Matt Pinnell, the 17th lieutenant governor of the state of Oklahoma, also serves as secretary of Tourism and Branding for the state. As such, Pinnell has direct oversight of how the Tourism and Recreation Department will market the state of Oklahoma as a visitor destination, and he also plays an important role in how the state develops its brand on a national and international scale.
Pinnell said that tourism is the front door to economic development.
“For people to see this state that we have, to get them off roads and bridges and spending money, critical sales tax dollars in our communities across 77 counties…the way to do that is tourism.”
Saying that something magical happens when we get people off roads and bridges in Oklahoma, the lieutenant governor emphasized that taking charge of the message of who and what Oklahoma is all about is vital for the state economy.
“Because, as you know and I know, if we don't define who we are as a state, I assure you that every other state in this country is.

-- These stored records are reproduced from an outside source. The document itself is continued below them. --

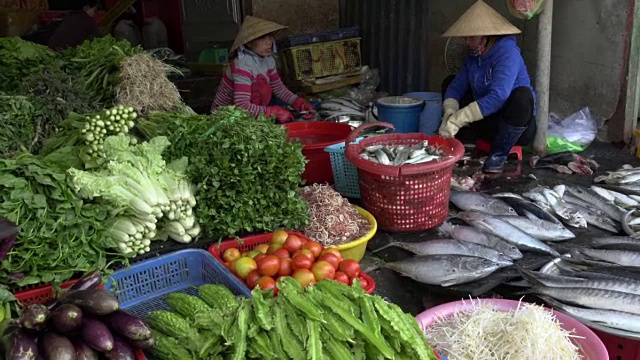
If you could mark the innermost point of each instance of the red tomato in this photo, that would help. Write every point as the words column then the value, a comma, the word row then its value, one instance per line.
column 304, row 277
column 269, row 265
column 350, row 267
column 293, row 243
column 306, row 253
column 301, row 261
column 273, row 247
column 266, row 283
column 314, row 247
column 331, row 259
column 334, row 251
column 252, row 279
column 282, row 253
column 285, row 267
column 231, row 254
column 323, row 270
column 341, row 277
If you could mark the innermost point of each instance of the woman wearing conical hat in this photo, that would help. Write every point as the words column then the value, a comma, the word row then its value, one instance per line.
column 252, row 78
column 492, row 93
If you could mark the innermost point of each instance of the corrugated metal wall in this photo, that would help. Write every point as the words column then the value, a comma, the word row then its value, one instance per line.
column 394, row 40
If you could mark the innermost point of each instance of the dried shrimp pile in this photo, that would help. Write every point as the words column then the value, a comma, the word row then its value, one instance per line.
column 334, row 220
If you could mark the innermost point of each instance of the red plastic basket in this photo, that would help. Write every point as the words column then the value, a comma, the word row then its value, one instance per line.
column 43, row 294
column 405, row 198
column 252, row 241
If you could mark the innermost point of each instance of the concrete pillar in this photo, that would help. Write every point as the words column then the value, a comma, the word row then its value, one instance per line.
column 543, row 71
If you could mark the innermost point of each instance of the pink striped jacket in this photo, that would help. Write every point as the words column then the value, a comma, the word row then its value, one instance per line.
column 250, row 82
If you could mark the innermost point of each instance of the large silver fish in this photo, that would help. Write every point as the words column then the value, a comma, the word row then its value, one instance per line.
column 474, row 201
column 539, row 229
column 471, row 234
column 451, row 247
column 506, row 231
column 444, row 270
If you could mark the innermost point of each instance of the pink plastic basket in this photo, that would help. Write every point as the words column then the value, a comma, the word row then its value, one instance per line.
column 590, row 344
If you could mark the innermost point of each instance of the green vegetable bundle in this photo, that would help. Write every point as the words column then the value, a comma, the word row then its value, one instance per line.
column 326, row 321
column 60, row 234
column 246, row 172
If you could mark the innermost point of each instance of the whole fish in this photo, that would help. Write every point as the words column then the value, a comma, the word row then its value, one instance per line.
column 610, row 318
column 629, row 287
column 593, row 298
column 473, row 235
column 451, row 247
column 474, row 201
column 596, row 200
column 620, row 257
column 539, row 229
column 524, row 207
column 443, row 270
column 506, row 231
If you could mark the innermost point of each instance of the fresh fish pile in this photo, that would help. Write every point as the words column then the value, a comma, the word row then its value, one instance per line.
column 398, row 155
column 565, row 163
column 341, row 106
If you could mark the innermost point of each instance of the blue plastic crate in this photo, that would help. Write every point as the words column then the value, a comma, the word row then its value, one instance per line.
column 345, row 174
column 144, row 286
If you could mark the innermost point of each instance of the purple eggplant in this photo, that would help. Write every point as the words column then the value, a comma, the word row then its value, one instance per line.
column 92, row 301
column 34, row 317
column 121, row 351
column 84, row 351
column 56, row 347
column 143, row 344
column 96, row 334
column 129, row 326
column 66, row 318
column 21, row 346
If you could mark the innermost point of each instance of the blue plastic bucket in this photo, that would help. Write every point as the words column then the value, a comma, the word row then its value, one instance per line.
column 431, row 115
column 402, row 112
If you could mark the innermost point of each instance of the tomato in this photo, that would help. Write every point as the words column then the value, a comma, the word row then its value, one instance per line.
column 282, row 253
column 334, row 251
column 314, row 247
column 269, row 265
column 279, row 237
column 293, row 243
column 301, row 261
column 306, row 253
column 304, row 277
column 350, row 267
column 252, row 279
column 231, row 254
column 262, row 248
column 273, row 247
column 331, row 259
column 341, row 277
column 323, row 270
column 244, row 266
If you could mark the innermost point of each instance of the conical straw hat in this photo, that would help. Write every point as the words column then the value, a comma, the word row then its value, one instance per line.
column 481, row 20
column 253, row 28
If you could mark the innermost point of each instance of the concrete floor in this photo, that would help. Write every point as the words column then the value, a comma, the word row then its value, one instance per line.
column 415, row 297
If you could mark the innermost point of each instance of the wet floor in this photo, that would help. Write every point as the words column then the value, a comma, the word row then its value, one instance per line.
column 414, row 297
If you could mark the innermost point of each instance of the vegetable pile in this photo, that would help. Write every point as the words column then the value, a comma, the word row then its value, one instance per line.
column 245, row 171
column 291, row 255
column 333, row 220
column 83, row 323
column 483, row 332
column 326, row 321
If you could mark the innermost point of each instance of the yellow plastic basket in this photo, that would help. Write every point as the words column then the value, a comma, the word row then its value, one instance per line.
column 322, row 59
column 355, row 249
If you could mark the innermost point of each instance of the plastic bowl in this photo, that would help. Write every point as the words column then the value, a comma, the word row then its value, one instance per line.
column 590, row 345
column 355, row 249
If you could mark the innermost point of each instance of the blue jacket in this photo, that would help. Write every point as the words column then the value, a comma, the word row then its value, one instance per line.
column 492, row 76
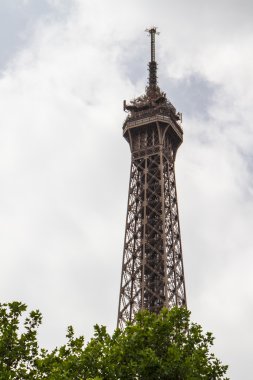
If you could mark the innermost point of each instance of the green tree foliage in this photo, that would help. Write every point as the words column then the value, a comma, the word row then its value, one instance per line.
column 155, row 347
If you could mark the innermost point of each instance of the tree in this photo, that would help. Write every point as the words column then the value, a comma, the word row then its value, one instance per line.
column 164, row 346
column 18, row 351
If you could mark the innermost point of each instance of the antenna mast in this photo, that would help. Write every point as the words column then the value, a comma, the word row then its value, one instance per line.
column 152, row 64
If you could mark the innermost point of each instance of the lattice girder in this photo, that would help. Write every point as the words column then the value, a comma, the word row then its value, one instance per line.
column 152, row 269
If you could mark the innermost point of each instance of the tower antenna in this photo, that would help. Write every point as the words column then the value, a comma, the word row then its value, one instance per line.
column 152, row 64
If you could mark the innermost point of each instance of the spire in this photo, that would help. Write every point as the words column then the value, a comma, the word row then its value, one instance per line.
column 152, row 85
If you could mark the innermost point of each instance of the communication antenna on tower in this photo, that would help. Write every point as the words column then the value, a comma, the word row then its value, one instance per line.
column 152, row 64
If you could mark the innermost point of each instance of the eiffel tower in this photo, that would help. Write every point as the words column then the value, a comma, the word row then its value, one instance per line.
column 152, row 269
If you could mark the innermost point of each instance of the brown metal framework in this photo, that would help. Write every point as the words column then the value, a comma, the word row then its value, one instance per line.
column 152, row 269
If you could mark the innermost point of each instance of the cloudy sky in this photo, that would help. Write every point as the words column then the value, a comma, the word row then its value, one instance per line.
column 65, row 68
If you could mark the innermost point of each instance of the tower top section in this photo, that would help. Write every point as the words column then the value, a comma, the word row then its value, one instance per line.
column 154, row 101
column 152, row 64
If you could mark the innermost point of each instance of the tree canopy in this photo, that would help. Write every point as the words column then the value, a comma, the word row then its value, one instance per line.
column 167, row 346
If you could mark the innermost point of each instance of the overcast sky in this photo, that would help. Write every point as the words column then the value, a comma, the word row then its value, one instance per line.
column 65, row 68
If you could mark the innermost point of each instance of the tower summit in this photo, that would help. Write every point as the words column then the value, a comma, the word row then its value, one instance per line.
column 152, row 269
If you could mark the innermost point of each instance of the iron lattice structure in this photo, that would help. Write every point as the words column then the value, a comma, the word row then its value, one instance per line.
column 152, row 269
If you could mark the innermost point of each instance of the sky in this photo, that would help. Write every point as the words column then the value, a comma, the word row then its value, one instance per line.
column 65, row 69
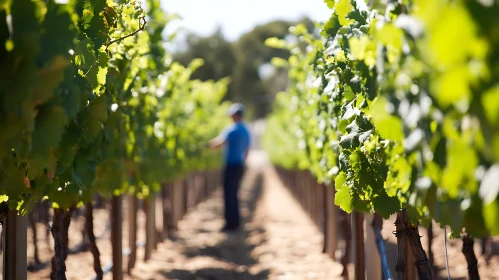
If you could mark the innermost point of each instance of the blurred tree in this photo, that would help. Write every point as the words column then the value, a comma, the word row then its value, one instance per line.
column 246, row 62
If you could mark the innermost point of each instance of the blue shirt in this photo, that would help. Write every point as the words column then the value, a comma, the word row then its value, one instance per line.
column 237, row 141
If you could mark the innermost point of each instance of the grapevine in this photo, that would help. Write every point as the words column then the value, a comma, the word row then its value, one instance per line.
column 391, row 106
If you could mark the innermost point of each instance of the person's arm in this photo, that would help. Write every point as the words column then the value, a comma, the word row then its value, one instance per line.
column 217, row 142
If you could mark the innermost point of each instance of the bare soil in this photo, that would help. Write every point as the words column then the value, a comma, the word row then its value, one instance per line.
column 278, row 241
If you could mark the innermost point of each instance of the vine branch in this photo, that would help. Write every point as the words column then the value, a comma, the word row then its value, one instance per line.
column 142, row 25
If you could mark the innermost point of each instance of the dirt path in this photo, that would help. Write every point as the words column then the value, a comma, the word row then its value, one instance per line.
column 277, row 241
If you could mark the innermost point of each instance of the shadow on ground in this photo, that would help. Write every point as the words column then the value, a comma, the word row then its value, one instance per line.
column 235, row 249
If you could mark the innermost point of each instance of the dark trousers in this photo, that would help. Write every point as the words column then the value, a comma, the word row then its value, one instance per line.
column 233, row 174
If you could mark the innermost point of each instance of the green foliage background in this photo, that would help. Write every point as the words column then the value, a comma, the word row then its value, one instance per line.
column 396, row 103
column 90, row 103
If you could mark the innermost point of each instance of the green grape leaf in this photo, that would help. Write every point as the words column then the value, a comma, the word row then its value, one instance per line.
column 491, row 216
column 49, row 128
column 386, row 205
column 389, row 127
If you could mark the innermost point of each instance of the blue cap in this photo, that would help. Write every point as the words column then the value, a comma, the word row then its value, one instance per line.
column 235, row 108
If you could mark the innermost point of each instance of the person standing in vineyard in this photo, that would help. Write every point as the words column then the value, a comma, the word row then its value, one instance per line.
column 236, row 139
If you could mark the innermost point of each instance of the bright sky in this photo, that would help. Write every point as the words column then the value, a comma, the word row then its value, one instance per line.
column 236, row 17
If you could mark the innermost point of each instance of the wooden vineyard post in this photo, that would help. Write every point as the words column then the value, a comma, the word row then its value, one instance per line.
column 116, row 237
column 331, row 222
column 15, row 240
column 373, row 261
column 410, row 273
column 469, row 253
column 358, row 243
column 408, row 237
column 149, row 207
column 177, row 202
column 132, row 232
column 430, row 241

There's 49 other states that are defining who Oklahoma is and it's not who we are,” he said.
Pinnell said that more money is needed for advertising.
“When it comes to tourism and marketing the state, our brand right now, the only brand that we really have from a statewide perspective are the ads that we're running out of the tourism department,” he said.

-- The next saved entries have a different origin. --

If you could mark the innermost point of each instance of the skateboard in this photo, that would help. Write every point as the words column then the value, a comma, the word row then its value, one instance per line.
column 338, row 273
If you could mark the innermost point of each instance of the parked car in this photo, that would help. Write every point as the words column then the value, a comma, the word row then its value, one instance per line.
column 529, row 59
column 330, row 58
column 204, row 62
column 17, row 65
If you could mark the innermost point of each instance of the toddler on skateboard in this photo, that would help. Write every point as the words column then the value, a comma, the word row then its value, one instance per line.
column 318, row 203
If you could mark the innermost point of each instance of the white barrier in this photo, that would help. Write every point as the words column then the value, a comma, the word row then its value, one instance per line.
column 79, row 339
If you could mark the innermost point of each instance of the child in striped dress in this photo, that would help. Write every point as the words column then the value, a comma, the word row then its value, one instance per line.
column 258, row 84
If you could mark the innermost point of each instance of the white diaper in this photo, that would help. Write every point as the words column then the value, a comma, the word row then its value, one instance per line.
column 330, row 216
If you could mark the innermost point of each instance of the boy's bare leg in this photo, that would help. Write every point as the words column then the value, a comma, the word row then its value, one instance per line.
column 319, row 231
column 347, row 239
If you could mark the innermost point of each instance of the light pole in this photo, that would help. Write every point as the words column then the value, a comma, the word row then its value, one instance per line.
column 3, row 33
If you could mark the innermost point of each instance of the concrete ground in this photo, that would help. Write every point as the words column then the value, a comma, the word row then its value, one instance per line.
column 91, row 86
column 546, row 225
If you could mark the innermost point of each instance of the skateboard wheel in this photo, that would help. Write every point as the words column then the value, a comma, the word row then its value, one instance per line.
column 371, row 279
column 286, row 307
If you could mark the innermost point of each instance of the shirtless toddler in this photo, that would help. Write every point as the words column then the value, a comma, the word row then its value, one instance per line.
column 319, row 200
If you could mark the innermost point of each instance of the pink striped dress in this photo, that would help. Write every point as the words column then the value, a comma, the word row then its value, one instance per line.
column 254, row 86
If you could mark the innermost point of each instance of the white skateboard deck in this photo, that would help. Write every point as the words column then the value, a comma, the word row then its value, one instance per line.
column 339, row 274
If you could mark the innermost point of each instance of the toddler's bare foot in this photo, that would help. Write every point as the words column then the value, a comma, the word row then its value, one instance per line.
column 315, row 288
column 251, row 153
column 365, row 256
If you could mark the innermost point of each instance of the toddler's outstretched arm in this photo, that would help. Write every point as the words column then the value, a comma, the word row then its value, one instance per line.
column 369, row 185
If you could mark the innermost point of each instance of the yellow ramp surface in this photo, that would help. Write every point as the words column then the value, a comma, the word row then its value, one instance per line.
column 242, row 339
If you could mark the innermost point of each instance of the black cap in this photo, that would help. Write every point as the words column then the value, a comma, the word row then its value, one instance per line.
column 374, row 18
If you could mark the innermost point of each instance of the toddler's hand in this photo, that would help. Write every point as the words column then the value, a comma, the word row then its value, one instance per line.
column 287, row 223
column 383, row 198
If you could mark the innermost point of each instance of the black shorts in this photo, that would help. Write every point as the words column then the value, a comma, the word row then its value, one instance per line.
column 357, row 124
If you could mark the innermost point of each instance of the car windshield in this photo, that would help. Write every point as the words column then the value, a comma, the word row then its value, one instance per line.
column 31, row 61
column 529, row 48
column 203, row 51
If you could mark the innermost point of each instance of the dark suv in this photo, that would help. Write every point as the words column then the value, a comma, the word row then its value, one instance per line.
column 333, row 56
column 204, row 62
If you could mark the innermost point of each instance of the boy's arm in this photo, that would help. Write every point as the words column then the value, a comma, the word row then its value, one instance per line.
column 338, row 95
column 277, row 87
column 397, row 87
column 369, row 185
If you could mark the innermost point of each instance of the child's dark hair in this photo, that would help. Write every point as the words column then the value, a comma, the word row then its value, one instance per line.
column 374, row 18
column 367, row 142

“We spend most of that money in Texas because we make most of our money on baby boomers from Texas. The entire campaign is $2.3 million.”
How does that compare with other states' marketing efforts?
“I don't know what's in Michigan, but there must be a lot in Michigan because 'Tim the Toolman Taylor' tells us about it. He's the narrator of those ads. Twenty-eight million dollars a year--[the] Pure Michigan campaign,” he noted.
According to Pinnell, Texas spends $41 million a year, $10 million internationally. And, Texas also has relatively few miles of the most famous road in the world, which Pinnell says is a goldmine for Oklahoma. There are plans underway to tap into that “mine.”
“We have more drivable miles of the most famous road in the world than any other state in the country, and that would be Route 66. It's authentic America,” he said.
“We should also be making a whole lot of money on Route 66 and so we're putting a master plan inside the Department of Tourism specific to Route 66. We've never done this before, bringing all communities, every community, four hundred plus miles across the state, together at the History Center to put a master plan together for Route 66. It's an absolute goldmine for the state and we should be doing so much more from a marketing perspective. But $2.3 million is not going to get it done.”
Pinnell applauded the efforts of the OKC Convention & Visitors Bureau, saying that they are “killing it.”
“We generate 650 million dollars in state and local tax revenue off tourism,” he said. “It's the third-largest industry in the state. A lot of it's driven by Oklahoma City…they are absolutely killing it.”
Pinnell said that cities like OKC, Tulsa, Stillwater, Enid and Guymon are having do their own marketing. But he is confident that is about to change.
“I can tell you that I'm optimistic, moving forward, that we're going be able to get a larger marketing budget, some of those appropriated dollars,” he said. “I'm fighting for it every day. But usually, when I talk about tourism, I have to start with that marketing budget because you get what you pay for. And I'm getting all that money back when we tell our story, if we're telling it the right way.”
The lieutenant governor touted a little-known tourist sector – Agri-tourism.
“Today, in this country, people want to know where their food is coming from much more than any time in U.S. history,” he said, citing the farm-to-table movement. “Oklahoma City is a perfect example of this. You can get every opportunity, every urban opportunity that you would ever want right here in Oklahoma City. And then, you got Luther, one of our best Agri-tourism communities in the entire state. All the small-town charm that anyone would ever want is in Luther, Oklahoma and they have amazing restaurants, they’ve got the farm-to-table movement. They've got farms that you can go to pick the blue and blackberries, all of that is just, I mean, 15-20 minutes outside of town. We have got to connect those dots for visitors. The convention-goers love this. To be able to be shown those opportunities there, just a few minutes outside of town.”
Pinnell said that most states can’t do that, not even in Texas.
“Too long of a drive. Most of the time in Oklahoma we can do that and that's why we have people from Dallas and Houston that now spend weekend getaways in Oklahoma City. Because it's just as good of restaurants, it's just as good about outdoor activities and they don't have to wait two hours for a restaurant and it's not a two-hour commute to and from inside or outside Oklahoma City downtown.”
He also said that state parks are a priority for the future as part of a coordinated marketing strategy which will highlight the things that make Oklahoma unique.
“No state can match our heritage and our history,” he said. “There is not another state that can match our heritage and our history as a state. From our Native American history, from Route 66, from small towns, urban America, we have it all as a state when it comes to tourism assets. But we've got to take much more advantage of them.”